I collaboratori avrebbero dichiarato di aver ricevuto l’ordine direttamente da ambienti della criminalità vibonese, in particolare da figure legate al clan Petrolo-Bartolotta di Stefanaconi, già al centro di numerose inchieste antimafia.
Uno dei pentiti ha ricostruito così i momenti dell’omicidio: “Lo abbiamo seguito e poi bloccato con una scusa. Lui non ha opposto resistenza. Non se l’aspettava. È stato un attimo”. Parole fredde che hanno gelato l’aula e rafforzato l’impianto accusatorio della DDA di Catanzaro.

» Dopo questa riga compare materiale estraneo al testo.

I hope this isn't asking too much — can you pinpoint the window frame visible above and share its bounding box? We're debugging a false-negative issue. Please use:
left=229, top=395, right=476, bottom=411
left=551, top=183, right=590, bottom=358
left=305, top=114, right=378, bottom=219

Il delitto di Toro Seduto – soprannome guadagnato per la sua fama di sfida alle cosche rivali – è stato a lungo avvolto nel silenzio. Solo grazie alle confessioni recenti è stato possibile delineare con chiarezza il contesto e la dinamica dell’agguato, considerato un “delitto esemplare” all’interno della logica mafiosa.
Il processo proseguirà nelle prossime settimane con la deposizione di altri testimoni e l’analisi di nuovi elementi acquisiti dalla Direzione Distrettuale Antimafia. L’attenzione resta alta, anche perché il caso Abbruzzese si inserisce in una più ampia strategia di controllo del territorio da parte delle cosche vibonesi.